A couple of days spent in Glasgow would be more than enough to capture the local architecture and some of the museums and other a attractions. If you like pubs then you’ll be at home here and the restaurant scene is booming so you’ll be spoilt for choice. The good news is that Loch Lomond and/or Loch Katrine is an easy day out from Glasgow and there’s a great distillery (Glengoyne) less than 40 minutes from the city and a number of operators run minibus tours to here. At the end of your trip I suggest you give yourself a little more time in Edinburgh, there’s so much to see and do - and all easily walkable, so no need to worry about transport.
As other posters have commented on when the question gets asked, beyond Scotland’s so-called Central Belt (which links Glasgow and Edinburgh), direct trains will get you to most of the other bigger cities and towns but this will leave you in most instances in the city/town centres from where you need to pick up local buses or even taxis to get out and about to explore the surrounding countryside. All doable but needs extra planning.

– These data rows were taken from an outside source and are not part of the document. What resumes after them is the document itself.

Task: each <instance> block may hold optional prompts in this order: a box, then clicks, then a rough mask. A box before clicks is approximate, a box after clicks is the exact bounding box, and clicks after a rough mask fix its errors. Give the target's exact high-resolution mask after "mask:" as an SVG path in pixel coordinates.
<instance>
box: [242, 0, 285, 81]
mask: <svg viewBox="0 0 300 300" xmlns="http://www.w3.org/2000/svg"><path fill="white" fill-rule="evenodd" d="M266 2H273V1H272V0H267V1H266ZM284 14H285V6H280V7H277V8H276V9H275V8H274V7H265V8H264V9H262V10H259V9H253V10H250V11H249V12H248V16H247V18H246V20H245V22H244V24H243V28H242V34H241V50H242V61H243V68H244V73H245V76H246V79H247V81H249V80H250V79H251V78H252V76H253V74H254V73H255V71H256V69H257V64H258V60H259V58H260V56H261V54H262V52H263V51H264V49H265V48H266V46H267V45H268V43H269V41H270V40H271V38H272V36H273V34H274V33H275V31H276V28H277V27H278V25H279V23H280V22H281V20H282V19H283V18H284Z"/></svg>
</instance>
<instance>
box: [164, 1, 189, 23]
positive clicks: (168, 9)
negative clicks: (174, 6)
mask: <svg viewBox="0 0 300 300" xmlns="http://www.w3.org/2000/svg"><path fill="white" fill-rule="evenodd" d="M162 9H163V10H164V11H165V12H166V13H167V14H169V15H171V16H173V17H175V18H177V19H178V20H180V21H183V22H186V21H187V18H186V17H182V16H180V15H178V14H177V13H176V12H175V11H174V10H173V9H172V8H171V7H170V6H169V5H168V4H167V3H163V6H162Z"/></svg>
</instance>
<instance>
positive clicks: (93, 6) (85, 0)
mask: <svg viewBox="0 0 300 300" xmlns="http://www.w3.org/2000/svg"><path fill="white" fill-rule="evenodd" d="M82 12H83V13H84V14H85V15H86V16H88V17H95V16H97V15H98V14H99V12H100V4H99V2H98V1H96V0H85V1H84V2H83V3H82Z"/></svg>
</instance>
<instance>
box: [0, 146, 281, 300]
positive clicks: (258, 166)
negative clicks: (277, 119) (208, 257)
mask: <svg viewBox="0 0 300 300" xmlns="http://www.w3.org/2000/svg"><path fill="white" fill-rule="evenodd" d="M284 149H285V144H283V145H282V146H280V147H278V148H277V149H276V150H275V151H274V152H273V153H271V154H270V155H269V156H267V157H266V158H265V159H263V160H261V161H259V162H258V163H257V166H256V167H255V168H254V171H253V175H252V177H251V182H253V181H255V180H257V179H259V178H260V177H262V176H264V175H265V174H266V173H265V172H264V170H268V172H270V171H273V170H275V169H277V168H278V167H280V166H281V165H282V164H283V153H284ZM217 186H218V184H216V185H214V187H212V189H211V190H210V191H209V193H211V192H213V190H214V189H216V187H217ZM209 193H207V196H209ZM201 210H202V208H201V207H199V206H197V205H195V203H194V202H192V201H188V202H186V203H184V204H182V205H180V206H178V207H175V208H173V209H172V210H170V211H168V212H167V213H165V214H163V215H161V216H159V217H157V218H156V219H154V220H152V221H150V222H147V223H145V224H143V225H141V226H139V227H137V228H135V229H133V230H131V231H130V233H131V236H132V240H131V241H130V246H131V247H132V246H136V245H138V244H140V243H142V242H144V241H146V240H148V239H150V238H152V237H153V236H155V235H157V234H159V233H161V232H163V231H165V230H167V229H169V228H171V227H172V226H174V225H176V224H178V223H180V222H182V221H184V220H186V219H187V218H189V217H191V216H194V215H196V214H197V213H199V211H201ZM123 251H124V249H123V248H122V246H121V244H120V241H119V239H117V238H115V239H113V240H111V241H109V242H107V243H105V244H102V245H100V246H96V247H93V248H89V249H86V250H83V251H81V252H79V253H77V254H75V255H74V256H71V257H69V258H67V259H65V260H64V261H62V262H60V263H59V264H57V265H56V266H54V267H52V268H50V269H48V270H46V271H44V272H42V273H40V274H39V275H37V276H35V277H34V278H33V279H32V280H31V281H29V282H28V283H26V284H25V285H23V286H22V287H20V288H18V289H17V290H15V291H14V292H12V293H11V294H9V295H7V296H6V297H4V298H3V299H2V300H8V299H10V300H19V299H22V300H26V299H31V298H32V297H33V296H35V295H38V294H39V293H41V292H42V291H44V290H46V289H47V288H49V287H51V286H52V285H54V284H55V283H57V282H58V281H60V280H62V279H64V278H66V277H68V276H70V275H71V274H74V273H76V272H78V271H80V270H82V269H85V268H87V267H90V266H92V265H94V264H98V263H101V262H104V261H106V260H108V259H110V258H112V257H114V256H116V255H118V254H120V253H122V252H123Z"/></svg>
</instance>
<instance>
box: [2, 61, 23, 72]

Try getting in touch with www.culturalperspectives.co.uk. They’re new and based in Glasgow I believe and specialise in small group, bespoke tours, mainly art and architecture which might not be your thing (too niche?) but I know they’ve taken folk from Glasgow and up through Glencoe and out to the islands of Mull and Iona.
Closer to Glasgow, the Isle of Arran is also feasible (direct train from Glasgow to Ardrossan, then 1hr CalMac ferry to Brodick). Not sure of local buses once on Arran which might limit your freedom but they have a brewery and distillery amongst the local attractions. That said, unless you’re planning some serious all day trekking (Goat Fell?) you’ll find enjoyable walks I’m sure, or you can hire bikes. There’s just one significant road that runs round the whole island and even here there’s often barely room for two cars to pass so no need to worry about traffic. As with most parts of rural Scotland dealing with traffic is rarely a problem; coming face to face with sheep blocking single-track roads can sometimes be an altogether different problem but it’s all part of the fun so Enjoy.